Results were hurt by tough year-over-year comparisons, along with the impact of inflation. As a result, the company gave a bleak view for 2023. It expects net sales of $3 billion compared with $3.20 billion in the previous year. Also, it expects bottom line to decline year over year in 2023.

Wrapping Up

Although inflation impacts remain concerning in the near term, we believe that solid online show and recovery in consumer confidence and market conditions will aid this Zacks Rank #3 (Hold) stock. A Value Score of B also reflects the company's inherent strength.

In the past three months, shares of CRI have declined 14.5% compared with the industry’s 3.2% fall.

3 Stocks Looking Red Hot

Here, we have highlighted three better-ranked stocks, namely Skechers U.S.A., Inc. (SKX - Free Report) , Crocs, Inc. (CROX - Free Report) and PVH Corp. (PVH - Free Report) .

Skechers U.S.A., Inc. designs, develops, markets and distributes footwear for men, women, and children. It currently sports a Zacks Rank #1 (Strong Buy). You can see the complete list of today’s Zacks #1 Rank stocks here.

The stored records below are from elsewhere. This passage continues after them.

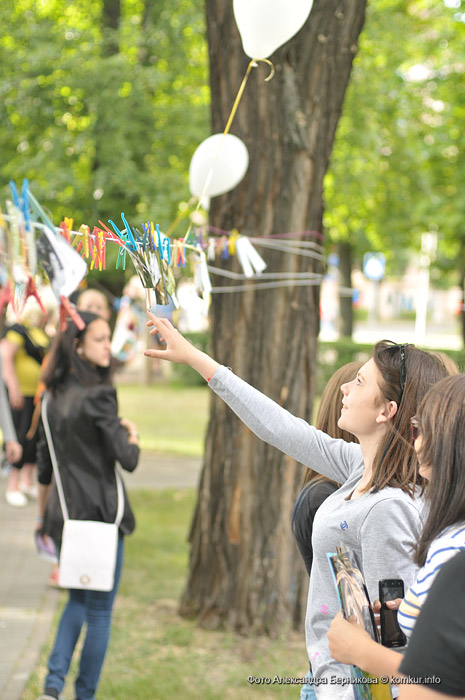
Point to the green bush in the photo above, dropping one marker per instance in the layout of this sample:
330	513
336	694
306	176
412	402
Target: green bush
182	374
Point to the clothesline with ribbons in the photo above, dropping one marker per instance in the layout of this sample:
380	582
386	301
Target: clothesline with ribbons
61	250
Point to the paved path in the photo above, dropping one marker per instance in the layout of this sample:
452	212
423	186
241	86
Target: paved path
27	603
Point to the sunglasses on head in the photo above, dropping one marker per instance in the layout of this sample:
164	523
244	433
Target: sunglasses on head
415	430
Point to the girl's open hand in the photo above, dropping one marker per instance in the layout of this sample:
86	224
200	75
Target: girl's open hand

The Zacks Consensus Estimate for Sketchers’ current financial year sales and earnings suggests growth of 7.8% and 31.9%, respectively, from the year-ago reported numbers. SKX has a trailing four-quarter earnings surprise of 18.8%, on average.

Crocs, Inc. is one of the leading footwear brands with its focus on comfort and style. It currently has a Zacks Rank of 2 (Buy). CROX has a trailing four-quarter earnings surprise of 19.6%, on average.

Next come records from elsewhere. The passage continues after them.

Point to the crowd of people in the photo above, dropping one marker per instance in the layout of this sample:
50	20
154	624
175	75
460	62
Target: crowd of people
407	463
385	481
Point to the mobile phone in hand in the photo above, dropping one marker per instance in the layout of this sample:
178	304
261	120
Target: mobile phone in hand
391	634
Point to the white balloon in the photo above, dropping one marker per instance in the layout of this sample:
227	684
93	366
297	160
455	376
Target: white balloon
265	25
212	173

The Zacks Consensus Estimate for Crocs’ current financial year sales and earnings suggests growth of 13.2% and 5.7%, respectively, from the year-ago reported numbers.

PVH Corp. specializes in designing and marketing branded dress, shirts, neckwear, sportswear, jeanswear and related products. It currently carries a Zacks Rank of 2. PVH has a trailing four-quarter earnings surprise of 23.4%, on average.

The Zacks Consensus Estimate for PVH’ current financial year sales and earnings suggests growth of 3.7% and 11.8%, respectively, from the year-ago reported numbers.